Journal Article
Atmospheric Chemistry and Physics, vol. 18, iss. 17, pp. 13097-13113, 2018
Authors
Ben Kravitz, Philip J. Rasch, Hailong Wang, Alan Robock, Corey Gabriel, Olivier Boucher, Jason N. S. Cole, Jim Haywood, Duoying Ji, Andy Jones, Andrew Lenton, John C. Moore, Helene Muri, Ulrike Niemeier, Steven Phipps, Hauke Schmidt, Shingo Watanabe, Shuting Yang, Jin-Ho Yoon
Abstract
Abstract. Geoengineering, or climate intervention, describes methods of deliberately
altering the climate system to offset anthropogenic climate change.

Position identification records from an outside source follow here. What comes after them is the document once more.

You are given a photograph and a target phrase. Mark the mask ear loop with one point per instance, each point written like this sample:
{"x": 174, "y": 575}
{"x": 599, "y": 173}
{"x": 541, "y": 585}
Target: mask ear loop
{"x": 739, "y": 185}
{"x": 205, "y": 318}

As an
idealized representation of near-surface solar geoengineering over the ocean,
such as marine cloud brightening, this paper discusses experiment
G1ocean-albedo of the Geoengineering Model Intercomparison Project (GeoMIP),
involving an abrupt quadrupling of the CO2 concentration and an
instantaneous increase in ocean albedo to maintain approximate net
top-of-atmosphere radiative flux balance. A total of 11 Earth system models are
relatively consistent in their temperature, radiative flux, and hydrological
cycle responses to this experiment. Due to the imposed forcing, air over the
land surface warms by a model average of 1.14 K, while air over most of the
ocean cools. Some parts of the near-surface air temperature over ocean warm
due to heat transport from land to ocean. These changes generally resolve
within a few years, indicating that changes in ocean heat content play at
most a small role in the warming over the oceans. The hydrological cycle
response is a general slowing down, with high heterogeneity in the response,
particularly in the tropics. While idealized, these results have important
implications for marine cloud brightening, or other methods of geoengineering
involving spatially heterogeneous forcing, or other general forcings with a
strong land–ocean contrast. It also reinforces previous findings that keeping
top-of-atmosphere net radiative flux constant is not sufficient for
preventing changes in global mean temperature.